Saturday, April 23, 2022

Process LXIII

Mary Todd Lincoln
(William H. Mumler, c. 1870)
As the semester winds to a close, I am confident in how well things have proceeded. I lost an entire week due to illness, and yet I am ahead of the homework game. I needed to complete at least 120 hours for my teaching internship, and I think I passed that finish line sometime, I don’t know. Today.

That was a difficult new work to bring to the finish line. I had a big, long cry in the shower after it was completed. That was a surprise. I haven’t cried like that in years. Not for two years. I was alone then, too.

As the semester winds down, I become wistful about online education. I have really enjoyed my illness narrative class; we have been covering a wide variety of often very affecting material. And in spite of our Zoom assemblage, I have become attached to this collection of students. They are all unique, compassionate, quirky, shepherded by our wonderful professor. I’ve loved this class, even though we have been attending from our personal spaces.

Then again, my personal space is a couch in front of a fire during the chilly Ohio months. Would I prefer traveling a half hour to get to a cinder block room downtown. I imagine not.

I will graduate in a year, and yet we are almost through. No classes this summer, fall quarter, next spring is all about the thesis. What will be my motivation to create, when there are no assignments with deadlines? Two plays a year, for two years. It’s a big deal.

And my brain, the reading, how will I keep up? When someone chucks a book at you and says read it, then write about it, then we’re gonna talk about it, that’s amazing. You make associations across narratives, connections between classes, and over the years.

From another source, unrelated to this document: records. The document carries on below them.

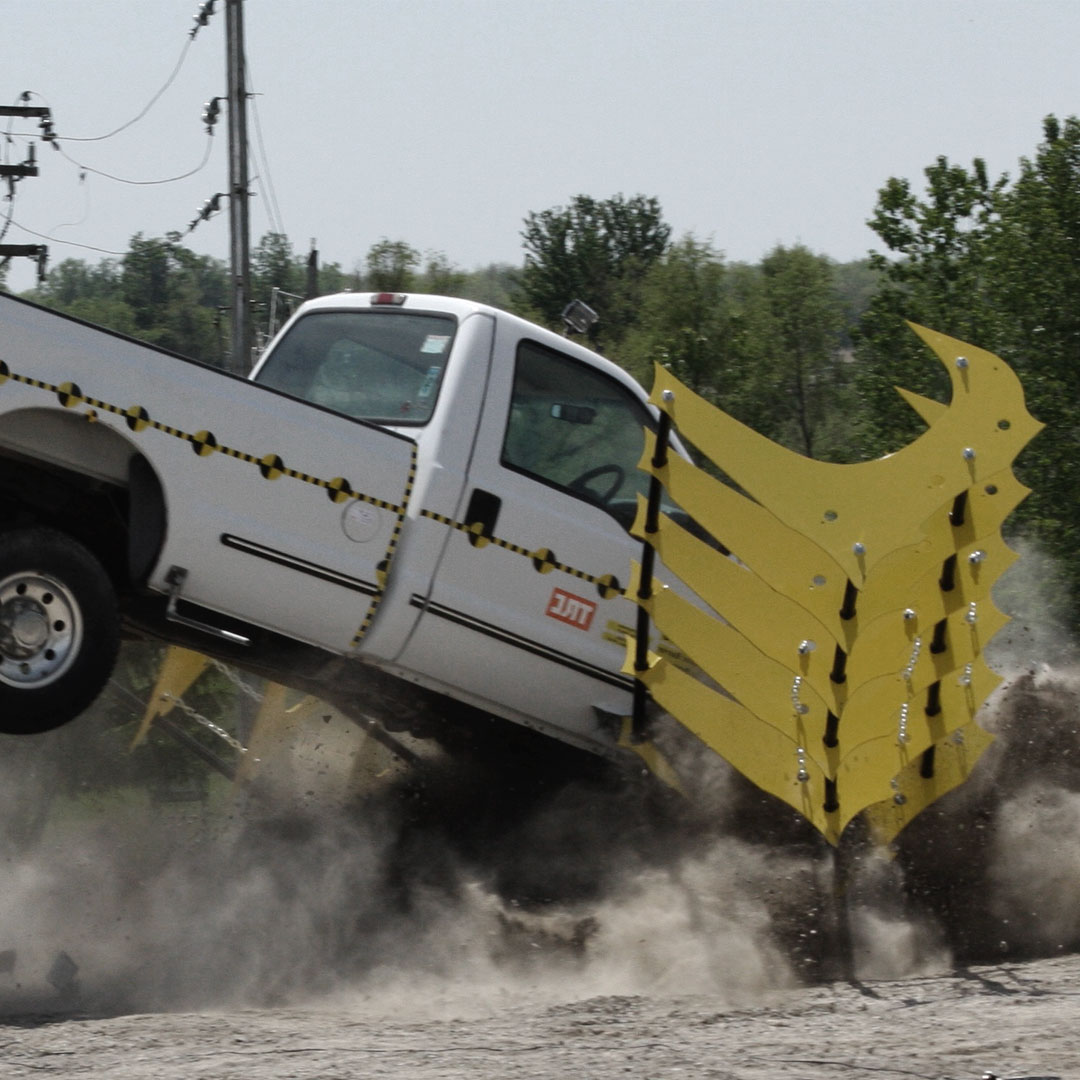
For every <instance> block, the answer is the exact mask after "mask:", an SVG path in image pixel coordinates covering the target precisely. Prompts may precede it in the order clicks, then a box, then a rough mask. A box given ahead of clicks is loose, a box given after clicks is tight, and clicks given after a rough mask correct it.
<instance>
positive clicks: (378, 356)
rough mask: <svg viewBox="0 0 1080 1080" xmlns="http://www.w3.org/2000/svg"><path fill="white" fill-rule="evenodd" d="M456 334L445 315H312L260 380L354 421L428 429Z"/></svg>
mask: <svg viewBox="0 0 1080 1080" xmlns="http://www.w3.org/2000/svg"><path fill="white" fill-rule="evenodd" d="M455 329H456V324H455V321H454V320H453V319H450V318H448V316H445V315H443V316H440V315H418V314H413V313H408V312H383V311H321V312H312V313H311V314H309V315H305V316H303V318H302V319H299V320H298V321H297V322H296V323H294V325H293V327H292V329H289V330H288V333H287V334H286V335H285V337H284V338H282V340H281V341H280V342H279V343H278V345H276V346H275V347H274V350H273V352H272V353H270V355H269V357H268V359H267V362H266V363H265V364H264V365H262V367H261V368H260V369H259V372H258V374H257V375H256V377H255V381H256V382H258V383H261V384H262V386H266V387H272V388H273V389H274V390H281V391H284V392H285V393H287V394H292V395H293V396H295V397H302V399H303V400H305V401H307V402H311V403H312V404H313V405H323V406H325V407H326V408H330V409H334V411H335V413H341V414H342V415H345V416H349V417H352V418H353V419H355V420H369V421H373V422H376V423H391V424H417V423H426V422H427V421H428V420H429V419H430V418H431V413H432V409H433V408H434V407H435V399H436V397H437V396H438V387H440V383H441V382H442V378H443V372H444V369H445V367H446V361H447V359H448V357H449V354H450V345H451V342H453V341H454V332H455Z"/></svg>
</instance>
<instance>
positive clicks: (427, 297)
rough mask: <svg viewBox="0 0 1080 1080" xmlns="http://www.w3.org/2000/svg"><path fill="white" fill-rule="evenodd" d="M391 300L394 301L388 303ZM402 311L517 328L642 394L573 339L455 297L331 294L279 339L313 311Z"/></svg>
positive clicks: (479, 302) (321, 296) (532, 338)
mask: <svg viewBox="0 0 1080 1080" xmlns="http://www.w3.org/2000/svg"><path fill="white" fill-rule="evenodd" d="M390 297H392V298H393V299H392V300H391V299H389V298H390ZM388 308H389V309H391V310H401V311H414V312H440V313H443V314H449V315H454V316H455V318H457V319H458V320H463V319H465V318H467V316H468V315H473V314H486V315H490V316H491V318H494V319H497V320H499V321H500V322H503V323H511V324H515V325H516V327H517V329H518V330H519V333H521V334H522V336H523V337H528V338H529V339H531V340H534V341H537V342H539V343H540V345H545V346H548V347H549V348H551V349H556V350H558V351H561V352H564V353H567V354H569V355H571V356H576V357H577V359H579V360H581V361H584V362H585V363H586V364H591V365H593V366H594V367H597V368H599V369H600V370H603V372H605V373H606V374H608V375H610V376H611V377H612V378H615V379H618V380H619V381H620V382H623V383H625V384H626V386H627V387H630V388H632V389H633V390H634V392H635V394H639V393H642V387H640V384H639V383H638V382H637V381H636V380H635V379H634V378H633V377H632V376H631V375H629V374H627V373H626V372H625V370H623V368H621V367H620V366H619V365H618V364H616V363H613V362H612V361H610V360H608V359H607V357H606V356H602V355H600V354H599V353H598V352H594V351H593V350H592V349H589V348H586V347H585V346H583V345H579V343H578V342H577V341H575V340H572V339H571V338H567V337H564V336H563V335H561V334H556V333H555V332H554V330H549V329H545V328H544V327H542V326H538V325H537V324H536V323H531V322H529V321H528V320H526V319H522V318H521V316H519V315H514V314H512V313H511V312H509V311H504V310H503V309H502V308H495V307H491V305H488V303H480V302H477V301H475V300H463V299H461V298H460V297H456V296H437V295H434V294H429V293H369V292H360V293H332V294H329V295H328V296H320V297H316V298H314V299H312V300H307V301H305V303H302V305H301V306H300V307H299V308H298V309H297V311H296V313H295V314H294V315H293V316H292V318H291V319H289V320H288V322H286V323H285V325H284V326H283V327H282V329H281V330H280V332H279V335H278V336H280V335H281V334H283V333H284V330H285V329H286V328H287V327H288V326H289V325H291V324H292V323H293V322H295V321H296V320H297V319H299V318H301V316H302V315H305V314H308V313H309V312H312V311H327V310H334V311H341V310H350V309H351V310H364V311H367V310H372V309H378V310H387V309H388ZM273 343H274V342H273V341H271V342H270V345H269V346H268V347H267V351H269V349H270V348H272V347H273Z"/></svg>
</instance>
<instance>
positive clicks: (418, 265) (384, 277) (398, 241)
mask: <svg viewBox="0 0 1080 1080" xmlns="http://www.w3.org/2000/svg"><path fill="white" fill-rule="evenodd" d="M364 261H365V265H366V267H367V273H366V274H365V275H364V285H365V287H366V288H369V289H373V291H375V292H380V293H408V292H410V291H411V289H413V288H414V286H415V283H416V271H417V268H418V267H419V266H420V253H419V252H418V251H417V249H416V248H415V247H410V246H409V245H408V244H407V243H405V241H404V240H388V239H387V238H386V237H383V238H382V240H380V241H379V242H378V243H377V244H373V245H372V246H370V248H369V249H368V252H367V255H366V257H365V260H364Z"/></svg>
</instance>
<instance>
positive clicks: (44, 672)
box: [0, 571, 82, 690]
mask: <svg viewBox="0 0 1080 1080" xmlns="http://www.w3.org/2000/svg"><path fill="white" fill-rule="evenodd" d="M81 645H82V613H81V611H80V609H79V604H78V602H77V600H76V598H75V595H73V594H72V592H71V590H70V589H68V588H67V586H66V585H65V584H64V583H63V582H60V581H57V580H56V579H55V578H52V577H50V576H49V575H48V573H40V572H37V571H30V572H22V573H13V575H11V576H10V577H8V578H4V579H3V580H2V581H0V683H6V684H8V685H9V686H15V687H18V688H21V689H25V690H29V689H38V688H39V687H43V686H48V685H49V684H50V683H54V681H56V679H58V678H59V677H60V676H62V675H63V674H64V673H65V672H66V671H67V670H68V669H69V667H70V666H71V664H72V663H73V662H75V658H76V657H77V656H78V654H79V648H80V646H81Z"/></svg>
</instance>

Yesterday, reading Out of Nowhere Into Nothing by Caryl Pagel, I learned about William Mumler, so-called spirit photographer. He let people believe that his double exposed images revealed the ghosts who accompany us, watch over us, and comfort us. It’s bogus, of course, but it feeds the imagination. Tuesday night I had a dream that I was visited by the ghosts of my parents; they were dead, in my dream, I knew that. These were their spirits. It was a revelation. It was sad, it was also an adventure.

(Later she quotes Roy Scranton’s book Learning To Die in the Anthropocene, which was assigned to me in a different class this semester, another example of my current educational experience answering back to itself. Are there really so few books? Is the world smaller than we believe it is?)

I need to write about ghosts. Like, literally, that’s the next thing I need to do, write a few scenes with ghosts in them.